The licensee explained that first, the leakage flaw size using fatigue crack morphology parameters is determined for the original Alloy 82/182 weld based on a given leak rate of 2.5 gpm (using a margin of 10 on leak detection). Subsequently, its size is increased (i.e.,

multiplied) by the penalty factor to obtain the PWSCC leakage flaw size for the overlaid Alloy 82/182 weld. The leak rate for the overlaid weld would be greater than 2.5 gpm because overlay crack morphology is smoother than the original weld. However, the leak rate is limited by the leakage inventory of 2.5 gpm from the original weld. These elements are combined primarily because the assumed leakage flaw would have to penetrate the Alloy 82/182 material for a "potential" leakage path. Also the post weld overlay residual stresses demonstrate that the inside surface of the pipe will be in a compressive stress zone. Therefore, the weld overlay application will prevent any crack initiation and arrest any PWSCC cracks at the inside surface.

The NRC staff does not agree with the licensee's argument that limited data in the 2003 presentation suggests overly conservative results (Le., the penalty factor of 1.69 is overly conservative) for leakage in PWSCC in Alloy 82/182 welds. From a statistics standpoint, limited data can be used to make a good estimate of the mean. However, limited data suggest that the lack of knowledge uncertainty is large, thus producing a large scatter in the predicted distributions in the 2003 presentation. Obtaining more data will decrease this uncertainty and reduce the scatter, but will not have a large impact on the mean.

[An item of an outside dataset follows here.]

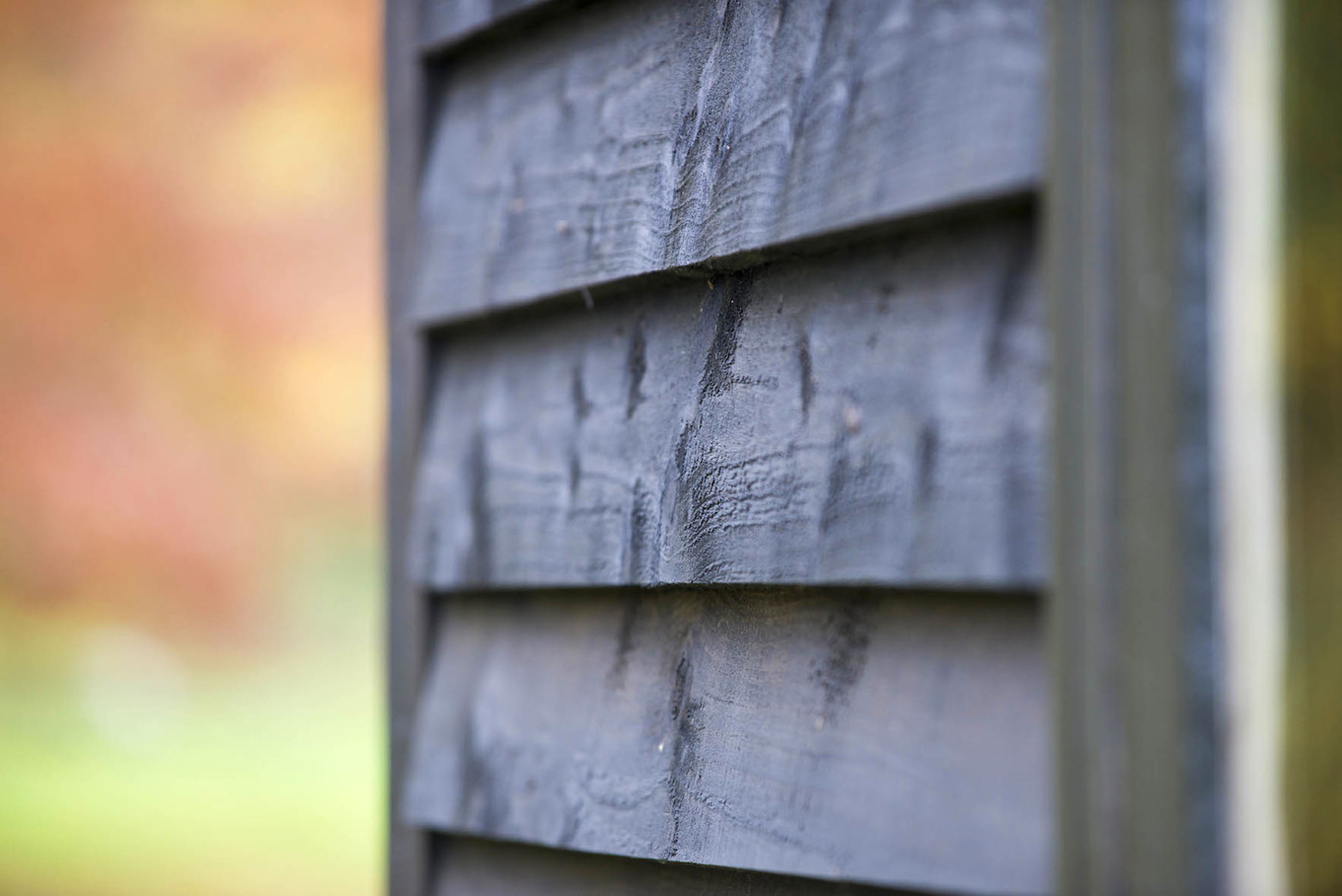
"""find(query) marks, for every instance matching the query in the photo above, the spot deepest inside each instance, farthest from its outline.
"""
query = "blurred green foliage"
(190, 384)
(1312, 424)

The NRC staff noted that the Battelle Memorial Institute conducted the experiments that were used to benchmark the KRAKFLO predictions. The COD measurements made during the leakage experiments were taken near the crack tip and not at the crack centerline. Therefore, the actual experimental crack opening was much larger than measured in the experiments. If an analysis was used to predict these experiments and assuming the COD (actually measured off center) was measured at the centerline, the analyses would under-predict the effects of morphology. Therefore, the staff believes that the penalty factor of 1.37 may under-predict the effects of crack morphology parameters.

By letter dated August 12, 2010, the licensee stated that the comparison to the July 2006 study, which concluded a penalty factor of 1.37, was only to show that the application of a penalty factor of 1.69 for the PWSCC-susceptible layer and the average penalty factor of 1.44 provided conservative results. The licensee contends that if a 1.69 penalty factor were to be applied for both the Alloy 82/182 and Alloy 52M weld layers, the leakage flaw size would only be increased by 17 percent which is within the currently analyzed LBB margins contained in WCAP-17187-P.

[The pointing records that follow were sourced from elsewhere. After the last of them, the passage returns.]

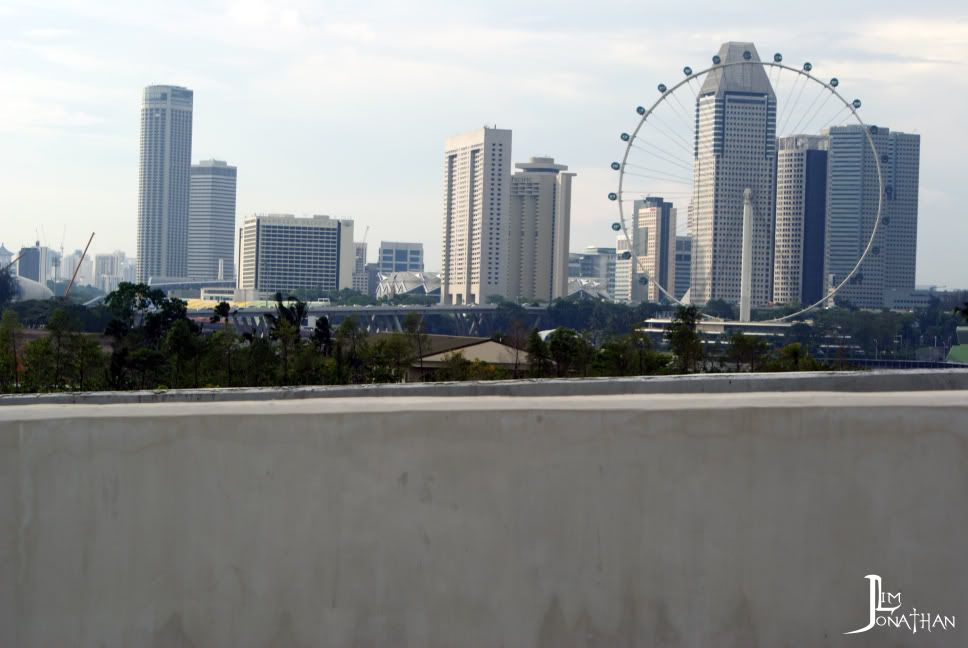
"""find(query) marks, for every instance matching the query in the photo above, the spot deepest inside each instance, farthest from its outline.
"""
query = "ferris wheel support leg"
(746, 274)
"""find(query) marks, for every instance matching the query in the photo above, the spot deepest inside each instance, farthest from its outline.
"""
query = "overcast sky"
(342, 108)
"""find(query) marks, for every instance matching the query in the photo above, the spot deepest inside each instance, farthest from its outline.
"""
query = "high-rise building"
(539, 220)
(84, 268)
(683, 265)
(163, 183)
(853, 193)
(211, 221)
(280, 253)
(596, 263)
(735, 150)
(361, 282)
(110, 270)
(477, 178)
(34, 263)
(400, 257)
(653, 248)
(801, 203)
(6, 257)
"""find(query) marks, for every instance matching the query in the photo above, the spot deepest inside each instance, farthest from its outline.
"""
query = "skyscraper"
(361, 281)
(735, 150)
(853, 192)
(477, 178)
(653, 246)
(539, 220)
(394, 256)
(211, 221)
(163, 183)
(683, 265)
(801, 200)
(280, 253)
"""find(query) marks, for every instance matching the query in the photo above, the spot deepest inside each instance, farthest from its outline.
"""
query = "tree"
(539, 358)
(564, 347)
(322, 336)
(684, 340)
(221, 313)
(9, 288)
(747, 350)
(10, 332)
(284, 327)
(413, 327)
(390, 358)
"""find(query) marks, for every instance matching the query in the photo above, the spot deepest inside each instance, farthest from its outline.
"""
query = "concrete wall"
(663, 520)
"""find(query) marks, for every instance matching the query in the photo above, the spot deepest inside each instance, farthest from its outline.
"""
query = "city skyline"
(879, 61)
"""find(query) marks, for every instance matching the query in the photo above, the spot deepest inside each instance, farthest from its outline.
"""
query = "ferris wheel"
(707, 145)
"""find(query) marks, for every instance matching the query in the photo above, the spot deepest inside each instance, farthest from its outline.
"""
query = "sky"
(342, 108)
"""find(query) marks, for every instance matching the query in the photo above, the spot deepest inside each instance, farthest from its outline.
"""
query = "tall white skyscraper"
(477, 178)
(163, 183)
(394, 256)
(735, 150)
(654, 248)
(280, 253)
(361, 281)
(539, 222)
(801, 198)
(852, 197)
(211, 221)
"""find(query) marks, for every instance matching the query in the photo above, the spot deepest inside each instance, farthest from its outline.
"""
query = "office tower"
(360, 277)
(653, 237)
(735, 150)
(34, 263)
(683, 266)
(281, 253)
(6, 257)
(624, 276)
(539, 221)
(211, 221)
(597, 263)
(801, 206)
(400, 257)
(84, 268)
(163, 183)
(477, 178)
(852, 199)
(109, 270)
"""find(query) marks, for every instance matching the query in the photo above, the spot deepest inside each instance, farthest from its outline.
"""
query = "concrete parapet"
(746, 519)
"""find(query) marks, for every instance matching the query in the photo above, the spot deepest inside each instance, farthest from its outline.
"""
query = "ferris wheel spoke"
(817, 112)
(793, 108)
(672, 136)
(653, 172)
(663, 155)
(838, 116)
(810, 107)
(785, 106)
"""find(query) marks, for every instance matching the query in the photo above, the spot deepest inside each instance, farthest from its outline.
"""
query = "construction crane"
(67, 291)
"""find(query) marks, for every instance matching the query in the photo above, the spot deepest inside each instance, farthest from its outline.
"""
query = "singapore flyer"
(734, 155)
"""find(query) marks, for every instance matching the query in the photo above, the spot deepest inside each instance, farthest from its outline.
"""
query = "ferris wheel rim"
(805, 71)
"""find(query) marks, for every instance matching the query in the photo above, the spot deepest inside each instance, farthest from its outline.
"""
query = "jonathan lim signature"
(884, 608)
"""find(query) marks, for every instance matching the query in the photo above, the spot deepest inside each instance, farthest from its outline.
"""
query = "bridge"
(727, 510)
(454, 320)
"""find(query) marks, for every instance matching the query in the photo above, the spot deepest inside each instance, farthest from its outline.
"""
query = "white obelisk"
(746, 272)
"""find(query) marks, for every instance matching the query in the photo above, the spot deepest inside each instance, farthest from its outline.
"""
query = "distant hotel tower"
(801, 199)
(654, 248)
(477, 178)
(282, 253)
(539, 220)
(211, 221)
(852, 196)
(735, 150)
(163, 183)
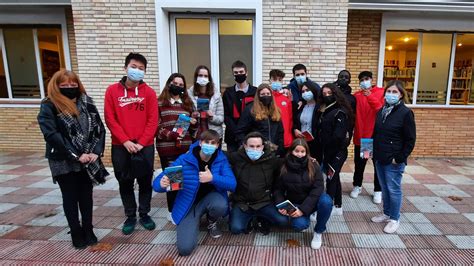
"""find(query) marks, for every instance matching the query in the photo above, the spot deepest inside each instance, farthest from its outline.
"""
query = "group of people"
(285, 146)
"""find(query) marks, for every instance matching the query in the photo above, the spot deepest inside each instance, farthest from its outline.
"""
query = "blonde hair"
(62, 103)
(261, 111)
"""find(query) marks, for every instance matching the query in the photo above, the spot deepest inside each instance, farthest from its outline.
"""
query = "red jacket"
(284, 103)
(129, 116)
(366, 111)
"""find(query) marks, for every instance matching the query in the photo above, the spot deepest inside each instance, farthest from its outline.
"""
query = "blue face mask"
(307, 95)
(300, 79)
(391, 98)
(254, 154)
(135, 74)
(366, 84)
(277, 86)
(208, 149)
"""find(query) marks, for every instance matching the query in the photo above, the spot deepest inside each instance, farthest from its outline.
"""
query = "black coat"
(58, 141)
(231, 118)
(255, 179)
(395, 138)
(295, 185)
(271, 130)
(333, 133)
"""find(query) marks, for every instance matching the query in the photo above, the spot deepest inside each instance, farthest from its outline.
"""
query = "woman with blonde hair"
(263, 116)
(75, 140)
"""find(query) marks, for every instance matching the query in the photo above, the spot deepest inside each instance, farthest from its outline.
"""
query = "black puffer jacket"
(58, 141)
(295, 185)
(271, 130)
(255, 179)
(395, 137)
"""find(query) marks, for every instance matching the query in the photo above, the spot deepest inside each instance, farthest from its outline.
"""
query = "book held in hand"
(307, 136)
(182, 124)
(286, 205)
(175, 175)
(366, 148)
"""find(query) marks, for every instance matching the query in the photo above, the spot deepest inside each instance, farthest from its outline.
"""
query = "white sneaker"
(355, 192)
(391, 226)
(336, 211)
(382, 218)
(377, 199)
(170, 218)
(317, 241)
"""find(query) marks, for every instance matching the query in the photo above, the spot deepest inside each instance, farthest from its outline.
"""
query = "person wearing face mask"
(207, 178)
(343, 81)
(173, 101)
(301, 183)
(282, 98)
(300, 76)
(204, 88)
(394, 140)
(305, 117)
(131, 114)
(369, 100)
(255, 167)
(263, 116)
(235, 99)
(335, 122)
(75, 141)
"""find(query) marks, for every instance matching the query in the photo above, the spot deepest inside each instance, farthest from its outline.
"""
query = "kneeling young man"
(207, 177)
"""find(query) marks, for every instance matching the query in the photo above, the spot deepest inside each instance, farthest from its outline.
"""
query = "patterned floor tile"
(462, 242)
(447, 190)
(431, 204)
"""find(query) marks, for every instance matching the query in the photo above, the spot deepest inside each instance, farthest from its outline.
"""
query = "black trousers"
(121, 163)
(76, 189)
(170, 196)
(359, 170)
(333, 185)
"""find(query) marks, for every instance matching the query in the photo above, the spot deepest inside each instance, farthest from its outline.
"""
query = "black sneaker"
(262, 226)
(147, 222)
(129, 225)
(214, 232)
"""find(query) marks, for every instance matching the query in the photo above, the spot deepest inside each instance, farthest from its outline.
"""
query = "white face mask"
(202, 81)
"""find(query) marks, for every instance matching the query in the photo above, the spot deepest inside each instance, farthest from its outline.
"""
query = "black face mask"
(266, 100)
(240, 78)
(71, 92)
(329, 99)
(176, 90)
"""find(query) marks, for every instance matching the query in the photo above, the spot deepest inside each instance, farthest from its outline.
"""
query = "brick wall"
(309, 32)
(363, 41)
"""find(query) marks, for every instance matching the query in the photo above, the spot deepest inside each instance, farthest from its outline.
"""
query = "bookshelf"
(461, 84)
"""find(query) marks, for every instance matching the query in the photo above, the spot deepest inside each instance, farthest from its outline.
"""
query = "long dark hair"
(165, 95)
(340, 99)
(311, 169)
(209, 86)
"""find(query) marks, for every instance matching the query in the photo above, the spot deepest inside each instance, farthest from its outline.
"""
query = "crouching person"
(255, 167)
(301, 183)
(207, 177)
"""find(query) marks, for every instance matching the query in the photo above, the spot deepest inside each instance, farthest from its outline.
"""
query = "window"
(214, 41)
(424, 62)
(30, 56)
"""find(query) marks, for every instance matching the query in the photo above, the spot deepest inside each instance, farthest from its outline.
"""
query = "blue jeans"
(324, 212)
(214, 204)
(390, 177)
(239, 219)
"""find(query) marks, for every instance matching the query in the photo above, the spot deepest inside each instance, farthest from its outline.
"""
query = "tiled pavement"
(436, 224)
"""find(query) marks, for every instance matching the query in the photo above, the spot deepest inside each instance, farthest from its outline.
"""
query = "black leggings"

- 20 Therefore, the licensee concludes that the use of a PWSCC penalty factor of 1.69 for increasing the size of the leakage flaw for the base layer is conservative.

Based on the above, the NRC staff concludes that the licensee's methodology of using penalty factors to predict crack sizes is adequate and acceptable because the licensee has used the PWSCC data from studies in the July 2006 study and 2003 presentation. In its confirmatory analysis, the staff has verified that the critical crack length of the surge line is twice of the leakage crack length based on a leak rate that is 10 times than the RCS leakage detection system capability. Therefore, the staff concludes that Waterford 3 has satisfied the margins in SRP Section 3.6.3.

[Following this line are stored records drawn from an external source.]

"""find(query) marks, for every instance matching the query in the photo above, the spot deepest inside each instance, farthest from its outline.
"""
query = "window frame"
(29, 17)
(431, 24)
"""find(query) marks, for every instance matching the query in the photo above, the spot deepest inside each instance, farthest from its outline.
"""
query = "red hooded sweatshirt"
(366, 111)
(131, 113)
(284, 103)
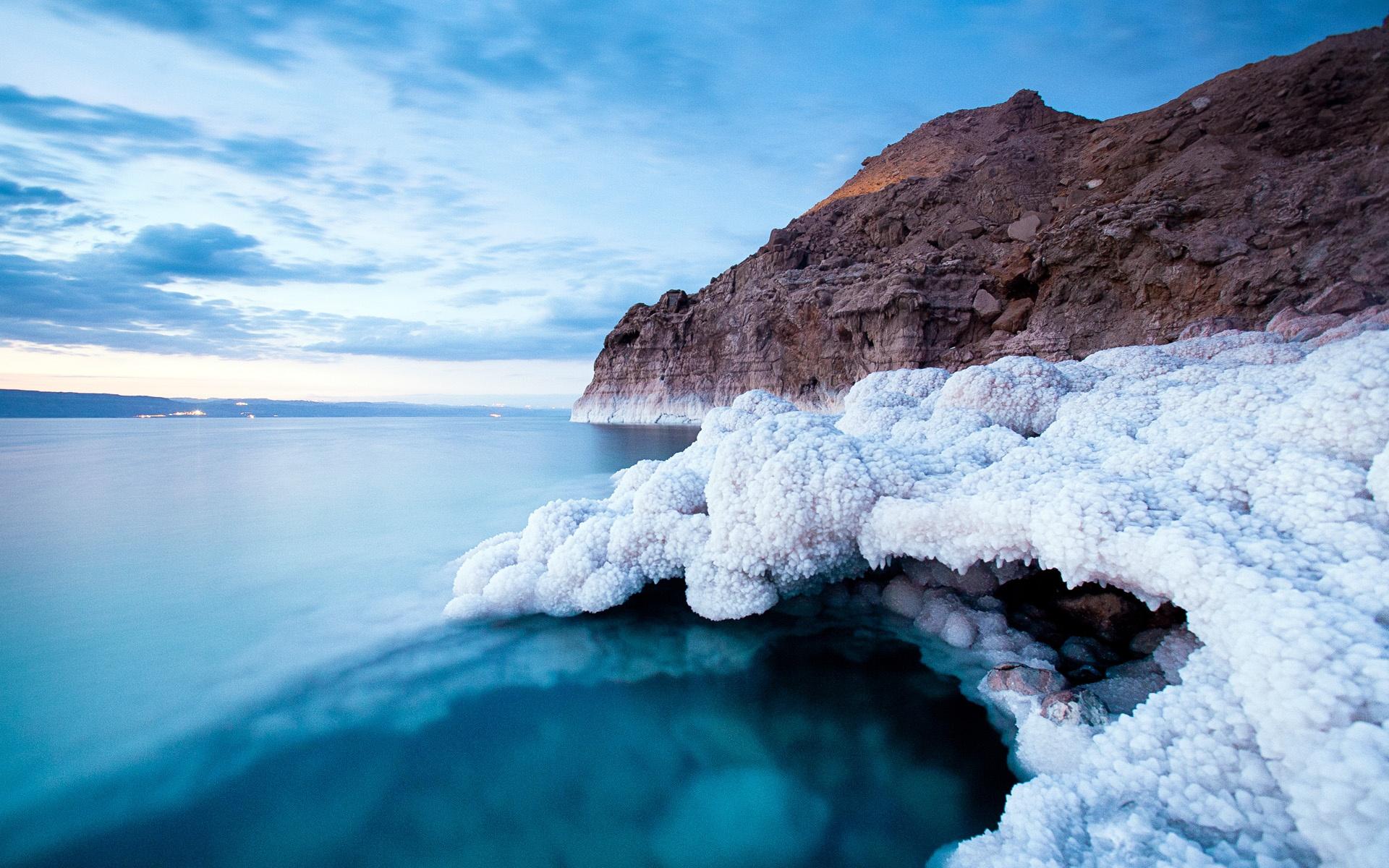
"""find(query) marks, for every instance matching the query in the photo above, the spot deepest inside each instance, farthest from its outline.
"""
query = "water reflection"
(629, 739)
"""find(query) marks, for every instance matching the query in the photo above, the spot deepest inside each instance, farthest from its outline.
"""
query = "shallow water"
(223, 647)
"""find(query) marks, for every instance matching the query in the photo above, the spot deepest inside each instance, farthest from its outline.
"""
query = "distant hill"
(22, 403)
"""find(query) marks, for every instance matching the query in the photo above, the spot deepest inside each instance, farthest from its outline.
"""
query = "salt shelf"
(1242, 477)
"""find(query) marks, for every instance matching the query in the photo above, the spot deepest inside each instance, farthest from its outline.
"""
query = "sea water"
(221, 646)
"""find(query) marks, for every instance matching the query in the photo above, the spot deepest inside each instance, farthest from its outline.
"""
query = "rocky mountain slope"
(1020, 229)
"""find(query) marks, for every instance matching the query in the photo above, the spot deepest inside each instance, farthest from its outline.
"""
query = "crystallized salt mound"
(1242, 477)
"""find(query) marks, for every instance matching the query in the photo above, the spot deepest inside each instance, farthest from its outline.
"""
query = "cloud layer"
(493, 181)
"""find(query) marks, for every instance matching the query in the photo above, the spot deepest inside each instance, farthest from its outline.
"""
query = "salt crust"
(1242, 477)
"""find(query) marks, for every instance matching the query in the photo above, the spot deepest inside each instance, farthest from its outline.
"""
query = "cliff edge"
(1017, 229)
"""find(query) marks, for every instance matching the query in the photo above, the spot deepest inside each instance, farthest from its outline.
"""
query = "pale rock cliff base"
(1242, 477)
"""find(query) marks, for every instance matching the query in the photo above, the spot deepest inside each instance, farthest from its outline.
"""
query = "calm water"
(221, 646)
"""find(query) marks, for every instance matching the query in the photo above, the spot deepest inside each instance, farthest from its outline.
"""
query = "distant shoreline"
(34, 404)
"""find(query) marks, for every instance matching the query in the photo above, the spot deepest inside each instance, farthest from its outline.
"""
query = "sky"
(454, 202)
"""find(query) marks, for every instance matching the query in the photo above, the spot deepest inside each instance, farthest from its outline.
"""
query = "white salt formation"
(1244, 477)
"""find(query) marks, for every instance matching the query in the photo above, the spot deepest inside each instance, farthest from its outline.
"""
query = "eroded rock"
(1253, 195)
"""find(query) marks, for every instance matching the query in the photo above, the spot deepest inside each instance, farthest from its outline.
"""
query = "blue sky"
(453, 200)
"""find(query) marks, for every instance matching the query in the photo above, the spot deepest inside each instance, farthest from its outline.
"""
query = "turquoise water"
(221, 646)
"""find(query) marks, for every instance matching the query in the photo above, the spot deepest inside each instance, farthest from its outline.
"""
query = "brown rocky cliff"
(1019, 229)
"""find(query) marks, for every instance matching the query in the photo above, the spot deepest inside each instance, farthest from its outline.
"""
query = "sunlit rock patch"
(1239, 477)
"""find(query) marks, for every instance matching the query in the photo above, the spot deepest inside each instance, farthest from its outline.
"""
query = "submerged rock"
(1235, 477)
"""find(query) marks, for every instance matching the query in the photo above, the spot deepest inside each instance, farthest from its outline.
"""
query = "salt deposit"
(1242, 477)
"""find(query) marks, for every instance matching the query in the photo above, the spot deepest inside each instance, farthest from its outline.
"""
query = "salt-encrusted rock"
(1236, 475)
(1253, 195)
(1073, 709)
(1023, 679)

3.2.8 Weld Residual Stresses Page 5-3 ofWCAP-17187-P states that the weld residual stresses (WRS) from the WOL will generate compressive stresses on the inside diameter surface, thereby, making the leakage flaw size conservative. The NRC staff noted that the licensee's leakage crack calculation did not include WRS which may be non-conservative. By letter dated August 12, 2010, in response to RAI R-12 of the NRC staff's RAI dated April 21, 2010, the licensee stated that its approach regarding residual stresses was based on a defense-in-depth perspective to emphasize that surface cracking will not initiate due to the compressive stresses on the inside diameter of the pipe. The licensee stated further that for the LBB analysis, hypothetical through-wall flaws are postulated in order to calculate the leakage flaw size and critical flaw size. The WRS are localized in nature and are self-relieving for the postulated through-wall flaws used in the LBB analyses. SRP Section 3.6.3 does not require WRS to be included in the analysis.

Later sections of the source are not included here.